Laigneville, la spazzatura abbandonata viene rispedita al mittenteSe non fosse una storia vera, sembrerebbe quasi un racconto di fantasia e per certi versi anacronistico. Una sorta di romanzo, a sfondo ambientale. Protagonista: la spazzatura.

Gli elementi della “storia” – La location della storia è Laigneville, piccolo paese con poco più di 4 mila abitanti situato nel nord della Francia, nella regione della Piccardia. Il protagonista della vicenda si chiama Christophe Dietrich, o più semplicemente il primo cittadino del comune transalpino: ex poliziotto, persona e personaggio tutto d’un pezzo che – almeno nel piccolo del suo paesello – ha generato una nuova concezione di “lotta all’inquinamento”. Forse col pugno duro, prendendosi i suoi rischi nella gestione. Ma i risultati, al momento, sono dalla sua parte. Al suo fianco circa ottanta vigilanti, uomini fidati del sindaco , insieme uniti contro la spazzatura.

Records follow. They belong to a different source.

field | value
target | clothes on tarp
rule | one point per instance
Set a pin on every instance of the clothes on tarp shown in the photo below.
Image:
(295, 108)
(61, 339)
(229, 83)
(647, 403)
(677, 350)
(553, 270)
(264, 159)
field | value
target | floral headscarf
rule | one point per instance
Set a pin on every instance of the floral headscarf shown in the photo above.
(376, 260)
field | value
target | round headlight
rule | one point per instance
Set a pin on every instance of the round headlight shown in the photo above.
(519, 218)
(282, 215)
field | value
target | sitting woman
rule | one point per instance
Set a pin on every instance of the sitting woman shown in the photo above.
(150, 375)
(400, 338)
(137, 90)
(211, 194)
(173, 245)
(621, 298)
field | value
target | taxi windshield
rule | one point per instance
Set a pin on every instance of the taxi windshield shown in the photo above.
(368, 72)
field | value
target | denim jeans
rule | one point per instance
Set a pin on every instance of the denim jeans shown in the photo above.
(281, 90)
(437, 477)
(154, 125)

I rifiuti abbandonati vengono restituiti al legittimo proprietario
I riufiuti abbandonati vengono restituiti al legittimo proprietario

“Retour à l’envoyeur” – Gli ingredienti ci sono tutti, andiamo a raccontare la vicenda.

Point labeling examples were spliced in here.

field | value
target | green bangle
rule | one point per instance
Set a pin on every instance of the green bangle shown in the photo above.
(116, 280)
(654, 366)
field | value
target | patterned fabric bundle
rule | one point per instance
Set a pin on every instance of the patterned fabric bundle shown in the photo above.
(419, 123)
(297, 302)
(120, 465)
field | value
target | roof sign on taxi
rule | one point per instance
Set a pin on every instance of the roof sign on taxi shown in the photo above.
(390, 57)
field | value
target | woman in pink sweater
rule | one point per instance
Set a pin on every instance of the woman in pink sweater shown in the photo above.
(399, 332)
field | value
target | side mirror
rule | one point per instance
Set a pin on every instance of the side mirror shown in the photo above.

Dietrich ha deciso di prendere di petto la questione inquinamento e – stanco del flebile effetto che multe e sanzioni avevano sui singoli abitanti piuttosto che sulle aziende locali – ha attuato la legge del “retour à l’envoyeur”, in italiano “rispedito al mittente”. Grazie alla sua squadra di controllori, il sindaco è in grado di monitorare tutti i movimenti di coloro che abbandonano in modo scellerato i propri rifiuti, specie nelle limitrofe foreste dove tutto sembra rimanere impunito nel silenzio della natura. Risultato? I vigilanti recuperano la spazzatura abbandonata e la riporta al suo legittimo proprietario, scaricandola davanti al portone di casa o alle sedi della ditta. Gli stessi abitanti sono dalla parte del proprio sindaco; partito due anni fa il mandato con qualche dubbio, Dietrich ha portato dalla sua anche i più scettici: non solo i vigilantes, sono gli stessi compaesani a rendersi protagonisti di segnalazioni contro l’abbandono selvaggio dei rifiuti.

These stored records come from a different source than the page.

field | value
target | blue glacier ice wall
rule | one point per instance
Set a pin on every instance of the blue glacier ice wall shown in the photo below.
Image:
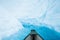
(19, 17)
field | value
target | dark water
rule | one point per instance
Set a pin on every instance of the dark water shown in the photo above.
(43, 31)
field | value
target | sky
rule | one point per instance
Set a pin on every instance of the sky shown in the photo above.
(12, 10)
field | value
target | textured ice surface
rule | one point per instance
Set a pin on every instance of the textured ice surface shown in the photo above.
(18, 17)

Non sono mancati né gli attestati di stima dal Paese d’Oltralpe e non solo, né tantomeno alcune critiche per una gestione troppo dura ed ai limiti della legge. Tuttavia i risultati danno ragione al sindaco Dietrich: l’inquinamento a Laigneville è sceso addirittura del 90%, come sono fortemente scesi i casi di “restituzione” dell’immondizia (da 12 a 3 per mese, come orgogliosamente fanno sapere le istituzioni comunali). Di vero c’è che una gestione così minuziosa e peculiare del territorio è ampiamente facilitata dalle dimensioni dell’estensione del comune francese e dal conseguente contenimento dei costi. Proporzionare il tutto ad una città media – se pensiamo ai capoluoghi italiani – o addirittura alle grandi metropoli mondiali risulterebbe improponibile, come improponibili sarebbero i costi di gestione di una squadra molto più numerosa. Senza tralasciare – inoltre – che dal punto di vista economico e politico un conto è opporsi al piccolo spaccio o negozio, un conto è dover mettere il naso negli interessi di grandi aziende e multinazionali. Inutile fare voli pindarici: Laigneville è un esempio che ha beneficiato di questa politica ambientale. Parafrasando “1984”, capolavoro di Orwell, a chi vuole cercare di aggirare i controlli ricordiamo: attenzione, Christophe Dietrich is watching you.